イレニサ(IRENISA) 2022-23年秋冬コレクションが発表された。
2020-21年秋冬コレクションのデビュー以来、スタンダードなベーシックカラーが基調のメンズウェアを展開してきたイレニサ。そんなブランドのコレクションに今季突如として差し込まれたのは、燃えるように鮮やかな朱色だ。神社の鳥居の色としても知られるこの特別なパレットは、私たち日本人にとっても本来馴染み深い色なのかもしれない。その証拠にコレクションの中では、アクセントであると同時に、日常に溶け込むような両極の要素を内包しているようにも感じられる。
主にシャツとして登場した朱色のトップスは、秋冬らしいシックなダークカラーのレイヤードスタイルと共に提案される。ジャケットを羽織ったシンプルなスタイリングもあれば、グレーのシャツのポイントとして、首元に差し込んでみたり、朱色のニットウェアをさらに重ねてみたりと、それぞれの個性を引き出すコーディネートを楽しんでいるようだ。

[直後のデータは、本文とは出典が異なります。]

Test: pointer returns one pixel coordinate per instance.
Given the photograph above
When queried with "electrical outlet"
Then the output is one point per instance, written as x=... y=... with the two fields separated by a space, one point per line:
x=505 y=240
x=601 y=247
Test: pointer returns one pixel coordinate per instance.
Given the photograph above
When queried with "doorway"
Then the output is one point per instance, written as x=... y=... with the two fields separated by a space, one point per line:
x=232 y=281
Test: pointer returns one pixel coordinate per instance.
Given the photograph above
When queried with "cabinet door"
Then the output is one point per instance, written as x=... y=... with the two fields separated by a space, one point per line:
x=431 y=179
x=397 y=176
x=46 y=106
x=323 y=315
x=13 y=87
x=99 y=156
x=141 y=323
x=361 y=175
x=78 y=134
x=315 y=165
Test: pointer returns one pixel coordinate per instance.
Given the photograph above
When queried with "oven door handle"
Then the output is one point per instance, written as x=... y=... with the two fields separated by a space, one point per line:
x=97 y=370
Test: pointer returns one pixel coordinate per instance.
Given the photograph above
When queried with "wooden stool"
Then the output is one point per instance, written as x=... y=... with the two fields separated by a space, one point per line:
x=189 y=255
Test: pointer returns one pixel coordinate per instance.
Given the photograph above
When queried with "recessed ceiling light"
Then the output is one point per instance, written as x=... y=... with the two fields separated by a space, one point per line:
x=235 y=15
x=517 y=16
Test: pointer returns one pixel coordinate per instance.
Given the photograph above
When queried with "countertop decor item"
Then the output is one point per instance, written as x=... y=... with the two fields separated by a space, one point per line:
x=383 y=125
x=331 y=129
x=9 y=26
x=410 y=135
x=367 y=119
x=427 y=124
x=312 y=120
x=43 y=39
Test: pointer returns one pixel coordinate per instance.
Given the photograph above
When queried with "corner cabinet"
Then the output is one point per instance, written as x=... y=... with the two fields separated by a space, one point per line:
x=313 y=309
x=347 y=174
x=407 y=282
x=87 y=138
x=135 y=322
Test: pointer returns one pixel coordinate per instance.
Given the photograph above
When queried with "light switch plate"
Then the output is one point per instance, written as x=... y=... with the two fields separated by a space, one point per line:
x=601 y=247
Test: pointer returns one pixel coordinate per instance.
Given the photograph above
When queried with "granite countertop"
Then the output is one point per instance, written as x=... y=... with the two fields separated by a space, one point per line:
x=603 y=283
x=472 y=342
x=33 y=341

どんなにダークトーンに囲まれていても、そこに"奇抜さ”はなく、むしろ上品な空気を感じられるほど。全身をブラウンで統一したルックは、ひとさじの朱色が加わることで、全体像をより一層引き立てて、ロングコートが持つ落ち感や端正なシルエットのパンツなど、洋服ひとつひとつが持つ表情を浮き彫りにしていく。
秋冬らしく今季はアウター群も豊富。テーラリングが美しいシングルジャケット、大きなラペルを持つチェスターコート、ロング丈のユニークなベスト、オーバーサイズに仕上げたブルゾンなど、様々なテイストのアウターがランウェイを交差する。
また今季はダッフルコートこそ存在しないものの、その象徴的な“トグル”を使用したディテールが散見されたのも印象的だった。中でも目を惹いたのは、Vネックから布を繋ぎ合わせたような、独特な前合わせを持つルック。その首元に生まれた構築的なフォルムのトラペーズ・ネックに対して、あえてトグルの向きをバラバラにしたシニカルな表情がユニークだった。